Normal service will be consumed, perchance
A not very funny thing happened on the way to the Proms in the Albert Hall last night: stuck in a tail back in the park caused by road works in the area, I read a yellow sign by the Serpentine Gallery proclaiming that “delayes are suspected.”
Dogberry is alive and well and working for the road sign department of the Royal Borough of Kensington and Chelsea! O villain, who e’er thou art, thou wilt be condemned into everlasting redemption for this…dost thou not suspect my place, or my years, but only talk of delayes and humps and deductions?

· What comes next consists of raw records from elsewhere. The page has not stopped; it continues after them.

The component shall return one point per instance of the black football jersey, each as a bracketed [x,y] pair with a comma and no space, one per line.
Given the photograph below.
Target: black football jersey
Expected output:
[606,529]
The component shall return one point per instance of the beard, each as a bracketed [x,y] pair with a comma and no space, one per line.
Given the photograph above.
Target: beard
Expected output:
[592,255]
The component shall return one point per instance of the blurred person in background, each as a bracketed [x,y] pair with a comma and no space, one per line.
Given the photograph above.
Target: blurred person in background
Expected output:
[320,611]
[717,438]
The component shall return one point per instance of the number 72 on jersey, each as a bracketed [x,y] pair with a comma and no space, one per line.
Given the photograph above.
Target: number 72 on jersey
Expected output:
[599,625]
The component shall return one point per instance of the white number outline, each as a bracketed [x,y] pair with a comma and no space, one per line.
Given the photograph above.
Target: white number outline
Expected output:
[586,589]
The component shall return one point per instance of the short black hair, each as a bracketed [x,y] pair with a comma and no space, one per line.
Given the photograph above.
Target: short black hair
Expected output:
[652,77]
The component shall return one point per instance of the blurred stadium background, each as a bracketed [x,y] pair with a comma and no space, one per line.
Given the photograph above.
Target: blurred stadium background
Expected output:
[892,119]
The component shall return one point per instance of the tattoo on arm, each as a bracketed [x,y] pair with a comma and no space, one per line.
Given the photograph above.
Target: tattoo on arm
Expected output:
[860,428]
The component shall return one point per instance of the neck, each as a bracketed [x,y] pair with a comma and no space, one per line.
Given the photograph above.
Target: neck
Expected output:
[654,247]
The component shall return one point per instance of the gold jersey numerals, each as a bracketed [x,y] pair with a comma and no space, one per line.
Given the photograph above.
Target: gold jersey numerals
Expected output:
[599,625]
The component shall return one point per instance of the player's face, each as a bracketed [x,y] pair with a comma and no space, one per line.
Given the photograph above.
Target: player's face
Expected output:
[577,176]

I suspect the suspect achieved A grades in all A-levels and was appointed immediately chief suspector of the transport division and what is more is a wise fellow and which is more is an officer and a householder. Write him down an ass!
Our fellow guests in Proms director Roger Wright’s box had enjoyed no such diversion. Journalists Kim Fletcher and Sarah Sands had merely popped round the corner from their home in Notting Hill. They had driven. Where had they left the car? Oh, quite near the house!
It was a great concert: middle period Mozart symphony, revelatory Vaughan Williams piece for choir, viola and orchestra, my friend Nigel Osborne’s brilliant flute concerto (Nigel took a bow looking like a shaggy bison) and Beethoven’s Mass in C.
This was more than balm and compensation for the previous night’s outing to see Christopher Nolan’s over-long and incomprehensible Batman movie, The Dark Knight. If Heath Ledger wins a posthumous Oscar for his grotesquely self-indulgent performance as the Joker I will not be a jot surprised; it’s the sort of acting that always does, and the sentimental vote will kick in big time.
Should the movie have a 12A certificate, allowing young children to be accompanied by an adult? I find this an impossible question to answer as the whole film is drenched in an atmosphere of apocalyptic violence, car-smashing and gloating thuggery I increasingly find unpleasant and depressing in the cinema — unless the director is Martin Scorsese.
The psychopathology of violence on stage and screen is a subject of endless debate and unfathomable mystery. Some people simply won’t go and see King Lear because of the eye-gouging. And is the baiting of Malvolio, say, in Twelfth Night, any more unpleasant than the ear-slicing scene in Reservoir Dogs (a scene at which my wife promptly removed our young son from the cinema, not because she thought it was bad for him, but because it was impossible for her)?
As any fool, or road sign writer, know, it is necessitous to suspect your good neighbour’s onion in these materials, and I wish it to be known that I am tolerable of all views on this topiary. So write me down an ass, too, prithee.
Nastiness is everywhere, even in the most suprising of places, such as Gigi in the Open Air, Regent’s Park. In the full context of Timothy Sheader’s beautiful and affectionate revival of the Lerner and Loewe My Fair Lady Mark Two, “Thank Heaven For Little Girls” is no longer a slightly dodgy number for a dirty old man with paedophiliac tendencies, but a hymn to the tendency of little females to grow into suitable fodder for the courtesan market. But the show is written in such a way that the story is both a celebration of hedonism and exploitation and a stern critique of the bell epoque. Very clever.
I was sorry to learn that Sheader missed his own first night, undergoing tests in hospital after feeling the strain of his first season in charge in Regent’s Park. I suspect he will be back without delaye when our whole dissembly appears. Masters, be vigitant: I certainly hope not.

August 19th, 2008 at 7:30 pm
What a very witty encouraging report oon Gigi and the new man in Regents Park.I can see so clearly what I am missing (away in Poland till the end of October), but perhaps it will transfer? So I’ll be vigitant for that . Hope you write something from Edinburgh too? Noone captures the eseence of the show and the spirit of the occassion better than! Have a good Summer!